Trece Costa Rica Televisión
- Country: Costa Rica

Programming
- Picture format: 1080i HDTV

Ownership
- Owner: Sistema Nacional de Radio y Television S.A.

History
- Launched: September 15, 1978; 46 years ago

Links
- Website: www.sinart.go.cr

Availability

Terrestrial
- Digital VHF: Channel 13.1

= Canal 13 (Costa Rican TV channel) =

Costa Rican television channel

Trece Costa Rica Televisión is a Costa Rican public television channel, owned and operated by Sistema Nacional de Radio y Television S.A. (SINART).

==History==
In 1969 a seminar on public television was held at the University of Costa Rica. During the administration of Daniel Oduber Quirós, the idea of such a station began to mature, by commencing contacts with Spain to provide technical assistance. In April 1976, Banco Exterior de España gave SINART 356 million pesetas to finance technical assistance and the buying of equipment.

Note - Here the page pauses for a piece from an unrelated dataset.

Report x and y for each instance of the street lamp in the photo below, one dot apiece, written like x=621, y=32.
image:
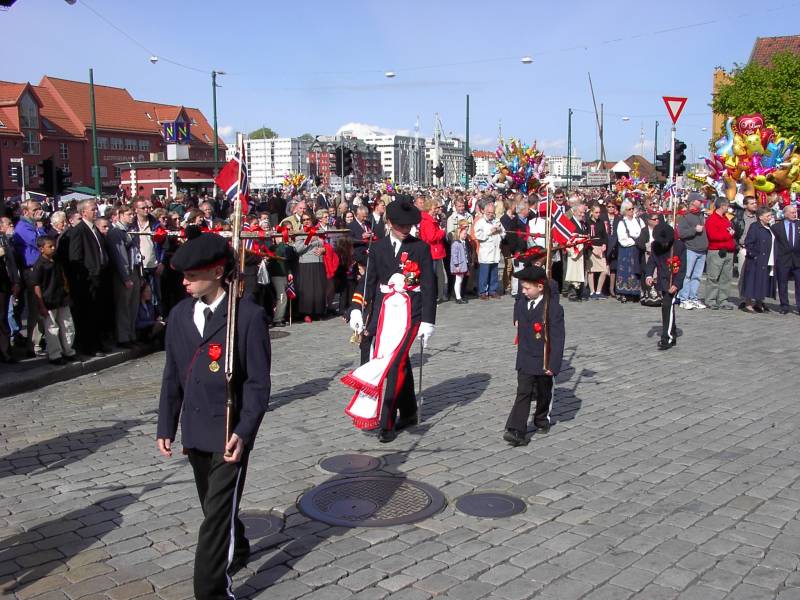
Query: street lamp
x=214, y=102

On September 16, 1977, the transmitting tower at the Irazú volcano was inaugurated; later on April 25, 1978, the facilities of Televisión Educativa y Cultural (TVEC) were inaugurated with a cost surpassing three million colones, ahead of the change of governance (the new president, Rodrigo Carazo Odio, took over May 8). On the same day, Radio Nacional's building was also inaugurated. It was expected that TVEC would operate for five to six hours a week.

Following the change of presidency in the country, Rodrigo Carazo Odio decided to merge TVEC, Radio Nacional and the planned government weekly Contrapunto into a single company, SINART, under the grounds that the radio and TV stations would work better as a unified outlet.

Chester Zelaya relaunched SINART in 1986 following the election of Arías Sánchez. Under his management, the Cosmovisión newscast is restarted, causing a huge investment in its personnel. Zelaya renounced in June 1988, being replaced by Nelson Brenes López-

On October 30, 2017, as part of a reface of all of SINART's media outlets, the channel was renamed Trece Costa Rica Televisión. In 2022, SINART's new administration renamed it Canal 13.